AGI is still very dangerous.
This is only one rebuttal to one argument, so I’m leaving a lot out. Even if we’re narrowing the space by many orders of magnitude, I still think AI is uniquely dangerous for other reasons such as the two that follow, but these only get me to that P(doom) of ~30%—which is a lot and merits a huge focus on AI safety!
We only get one shot with fast takeoff.
AI is a uniquely self-improving general purpose technology (e.g., more than mechanization—factory lines can be made to produce better factory lines, but not nearly as quickly and fully as AI may self-improve) and therefore uniquely prone to fast take-off, so in many likely trajectories, we only get one shot. I think this is true even if we approach AGI with iterative, AI-assisted alignment (e.g., we try to get GPT-4 to align GPT-5 to align GPT-6, etc.) because take-off can still happen very quickly, especially insofar as the first AGI can think at the speed of watching a slow-motion video or being a human-speed lumberjack in a forest of plant-speed trees. Maybe the first AGI will take so much hardware that it can’t be run so quickly, but systems like GPT-N and AlphaZero are extremely far from that point.

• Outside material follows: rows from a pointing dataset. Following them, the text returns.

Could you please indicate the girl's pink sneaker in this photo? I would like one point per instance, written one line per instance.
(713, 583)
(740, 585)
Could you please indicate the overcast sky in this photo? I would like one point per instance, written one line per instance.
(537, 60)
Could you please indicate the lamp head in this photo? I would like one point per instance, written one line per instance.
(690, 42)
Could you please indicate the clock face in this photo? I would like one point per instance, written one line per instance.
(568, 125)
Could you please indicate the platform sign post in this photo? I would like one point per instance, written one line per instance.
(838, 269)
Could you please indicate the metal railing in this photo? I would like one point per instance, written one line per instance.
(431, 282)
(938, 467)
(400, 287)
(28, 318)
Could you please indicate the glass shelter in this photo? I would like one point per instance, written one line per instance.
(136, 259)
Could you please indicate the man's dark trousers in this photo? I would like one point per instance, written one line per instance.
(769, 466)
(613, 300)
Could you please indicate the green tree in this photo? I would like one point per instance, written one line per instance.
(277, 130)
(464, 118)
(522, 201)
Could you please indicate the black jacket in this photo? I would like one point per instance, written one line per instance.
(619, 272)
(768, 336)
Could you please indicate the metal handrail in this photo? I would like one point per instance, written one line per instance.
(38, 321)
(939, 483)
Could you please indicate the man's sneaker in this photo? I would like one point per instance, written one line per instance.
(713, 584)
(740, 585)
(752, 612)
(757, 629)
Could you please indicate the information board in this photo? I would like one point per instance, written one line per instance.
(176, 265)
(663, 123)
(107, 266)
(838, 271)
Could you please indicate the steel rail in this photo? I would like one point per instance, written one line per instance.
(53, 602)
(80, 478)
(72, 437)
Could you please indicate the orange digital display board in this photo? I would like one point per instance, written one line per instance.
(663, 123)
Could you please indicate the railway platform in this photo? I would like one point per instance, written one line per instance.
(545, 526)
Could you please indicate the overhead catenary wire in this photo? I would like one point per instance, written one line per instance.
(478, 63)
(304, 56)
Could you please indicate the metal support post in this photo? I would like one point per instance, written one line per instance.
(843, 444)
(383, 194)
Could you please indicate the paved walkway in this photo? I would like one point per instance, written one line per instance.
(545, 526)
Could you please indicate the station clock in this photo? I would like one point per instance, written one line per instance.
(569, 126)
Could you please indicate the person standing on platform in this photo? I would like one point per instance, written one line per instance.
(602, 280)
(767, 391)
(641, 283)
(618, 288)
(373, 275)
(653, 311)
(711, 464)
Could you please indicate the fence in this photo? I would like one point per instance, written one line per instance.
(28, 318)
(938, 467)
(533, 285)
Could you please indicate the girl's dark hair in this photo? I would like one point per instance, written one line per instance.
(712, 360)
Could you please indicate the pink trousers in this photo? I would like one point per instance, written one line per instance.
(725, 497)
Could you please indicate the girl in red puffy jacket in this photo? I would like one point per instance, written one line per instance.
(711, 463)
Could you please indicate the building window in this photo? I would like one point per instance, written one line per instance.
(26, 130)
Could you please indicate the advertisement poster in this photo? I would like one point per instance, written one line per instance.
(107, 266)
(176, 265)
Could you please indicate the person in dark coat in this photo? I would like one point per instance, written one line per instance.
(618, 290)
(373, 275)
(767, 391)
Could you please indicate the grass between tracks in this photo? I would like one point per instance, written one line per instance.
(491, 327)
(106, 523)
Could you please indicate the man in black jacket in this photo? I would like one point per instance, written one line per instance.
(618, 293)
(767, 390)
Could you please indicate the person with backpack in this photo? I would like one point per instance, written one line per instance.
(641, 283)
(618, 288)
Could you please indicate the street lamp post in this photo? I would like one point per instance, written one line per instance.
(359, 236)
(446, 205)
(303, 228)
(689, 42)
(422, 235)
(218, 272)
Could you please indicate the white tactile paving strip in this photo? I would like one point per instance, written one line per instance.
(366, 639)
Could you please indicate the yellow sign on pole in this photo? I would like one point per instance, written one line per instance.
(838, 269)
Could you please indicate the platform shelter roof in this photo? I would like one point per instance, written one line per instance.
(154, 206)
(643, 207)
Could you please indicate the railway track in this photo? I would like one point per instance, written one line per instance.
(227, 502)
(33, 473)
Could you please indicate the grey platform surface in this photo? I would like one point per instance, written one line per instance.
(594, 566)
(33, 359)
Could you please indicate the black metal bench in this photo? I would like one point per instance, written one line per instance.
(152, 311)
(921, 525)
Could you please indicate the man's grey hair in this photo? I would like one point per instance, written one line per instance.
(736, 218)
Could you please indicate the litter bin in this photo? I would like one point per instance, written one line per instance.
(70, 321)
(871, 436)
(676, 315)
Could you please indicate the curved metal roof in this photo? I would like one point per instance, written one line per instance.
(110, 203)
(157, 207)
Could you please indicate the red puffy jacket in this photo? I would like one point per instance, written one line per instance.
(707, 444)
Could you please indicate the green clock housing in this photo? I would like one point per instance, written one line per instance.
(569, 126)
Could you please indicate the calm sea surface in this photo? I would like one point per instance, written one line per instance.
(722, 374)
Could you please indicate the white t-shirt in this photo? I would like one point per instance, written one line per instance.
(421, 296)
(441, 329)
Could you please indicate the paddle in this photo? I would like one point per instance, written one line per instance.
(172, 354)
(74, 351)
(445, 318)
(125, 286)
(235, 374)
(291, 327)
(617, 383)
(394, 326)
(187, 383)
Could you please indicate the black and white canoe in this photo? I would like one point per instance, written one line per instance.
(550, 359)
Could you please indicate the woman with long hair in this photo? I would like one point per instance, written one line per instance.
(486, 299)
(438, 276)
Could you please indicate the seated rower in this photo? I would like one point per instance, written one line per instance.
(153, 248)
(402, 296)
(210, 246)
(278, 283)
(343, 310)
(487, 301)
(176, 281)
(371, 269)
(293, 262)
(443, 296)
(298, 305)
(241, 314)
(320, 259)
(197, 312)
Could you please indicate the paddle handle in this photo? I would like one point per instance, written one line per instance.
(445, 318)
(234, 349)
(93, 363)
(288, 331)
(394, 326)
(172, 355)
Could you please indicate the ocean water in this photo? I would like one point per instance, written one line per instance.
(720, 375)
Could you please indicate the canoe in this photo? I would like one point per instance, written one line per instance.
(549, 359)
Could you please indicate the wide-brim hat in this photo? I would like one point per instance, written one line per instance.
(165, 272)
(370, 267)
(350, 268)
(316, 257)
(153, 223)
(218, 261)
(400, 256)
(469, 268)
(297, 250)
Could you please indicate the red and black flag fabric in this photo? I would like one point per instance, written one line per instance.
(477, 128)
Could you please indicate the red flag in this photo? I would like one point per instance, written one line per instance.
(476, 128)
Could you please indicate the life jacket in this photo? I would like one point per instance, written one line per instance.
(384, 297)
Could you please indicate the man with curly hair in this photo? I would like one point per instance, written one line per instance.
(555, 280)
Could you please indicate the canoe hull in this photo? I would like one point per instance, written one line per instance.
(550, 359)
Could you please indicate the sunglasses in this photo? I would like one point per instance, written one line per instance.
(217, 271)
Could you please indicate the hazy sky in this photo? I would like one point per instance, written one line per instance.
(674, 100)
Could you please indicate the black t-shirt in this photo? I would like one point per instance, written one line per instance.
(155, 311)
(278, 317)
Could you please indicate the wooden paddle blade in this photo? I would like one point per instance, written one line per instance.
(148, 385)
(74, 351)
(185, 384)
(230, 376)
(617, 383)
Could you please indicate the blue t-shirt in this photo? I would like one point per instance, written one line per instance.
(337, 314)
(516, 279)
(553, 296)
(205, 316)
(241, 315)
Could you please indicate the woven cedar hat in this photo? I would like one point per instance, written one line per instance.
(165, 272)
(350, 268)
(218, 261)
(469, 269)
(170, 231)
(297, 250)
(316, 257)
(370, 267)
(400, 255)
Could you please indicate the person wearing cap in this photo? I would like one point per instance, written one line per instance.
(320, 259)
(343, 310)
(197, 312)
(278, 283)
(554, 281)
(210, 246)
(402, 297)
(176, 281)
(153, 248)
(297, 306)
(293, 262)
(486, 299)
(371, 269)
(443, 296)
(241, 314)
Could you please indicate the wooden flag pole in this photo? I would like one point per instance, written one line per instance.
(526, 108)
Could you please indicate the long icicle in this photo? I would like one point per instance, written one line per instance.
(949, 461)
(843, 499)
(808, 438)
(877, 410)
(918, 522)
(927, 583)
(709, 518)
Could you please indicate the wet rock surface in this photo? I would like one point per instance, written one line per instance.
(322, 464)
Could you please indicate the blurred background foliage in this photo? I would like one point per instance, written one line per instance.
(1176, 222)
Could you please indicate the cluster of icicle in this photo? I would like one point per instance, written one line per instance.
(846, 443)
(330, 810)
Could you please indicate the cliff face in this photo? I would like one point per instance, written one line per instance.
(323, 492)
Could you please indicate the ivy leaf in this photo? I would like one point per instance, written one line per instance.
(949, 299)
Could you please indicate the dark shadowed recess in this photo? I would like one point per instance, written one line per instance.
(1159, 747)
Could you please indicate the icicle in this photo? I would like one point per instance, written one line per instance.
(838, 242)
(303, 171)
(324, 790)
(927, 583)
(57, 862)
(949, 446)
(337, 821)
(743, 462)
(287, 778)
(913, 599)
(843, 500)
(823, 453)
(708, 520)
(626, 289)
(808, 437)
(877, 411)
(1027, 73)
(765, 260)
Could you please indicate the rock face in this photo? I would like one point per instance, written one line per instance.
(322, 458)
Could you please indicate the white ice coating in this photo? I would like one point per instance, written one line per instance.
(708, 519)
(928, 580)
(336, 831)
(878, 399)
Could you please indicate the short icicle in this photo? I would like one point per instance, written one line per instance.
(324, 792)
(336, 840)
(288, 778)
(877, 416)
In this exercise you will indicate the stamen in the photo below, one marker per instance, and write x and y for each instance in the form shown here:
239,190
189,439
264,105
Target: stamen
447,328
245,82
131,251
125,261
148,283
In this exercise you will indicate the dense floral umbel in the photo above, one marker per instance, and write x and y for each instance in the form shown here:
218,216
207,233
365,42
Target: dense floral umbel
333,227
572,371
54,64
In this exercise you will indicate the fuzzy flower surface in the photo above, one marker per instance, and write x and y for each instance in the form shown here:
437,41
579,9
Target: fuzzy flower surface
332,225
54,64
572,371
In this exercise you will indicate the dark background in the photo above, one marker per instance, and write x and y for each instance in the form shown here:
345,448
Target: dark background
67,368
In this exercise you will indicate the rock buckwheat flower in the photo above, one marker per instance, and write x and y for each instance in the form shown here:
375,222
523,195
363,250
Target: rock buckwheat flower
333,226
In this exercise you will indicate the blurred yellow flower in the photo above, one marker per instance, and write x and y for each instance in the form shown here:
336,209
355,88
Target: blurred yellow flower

We’re stumbling into goal space.
Whatever goal space looks like and whether or not you think the current deep learning paradigm and its limited interpretability (“giant inscrutable matrices”) is good or bad among AGI trajectories, we seem to be stumbling into it very haphazardly. Descending gradients and proximally optimizing policies don’t seem like reliable ways to land in a safe zone within goal space, especially when the dataset that the baby AGI uses for “value” or “goodness” is so small and narrow (e.g., human annotations of text output) and when the industry leaders like OpenAI and Anthropic are rolling full steam ahead.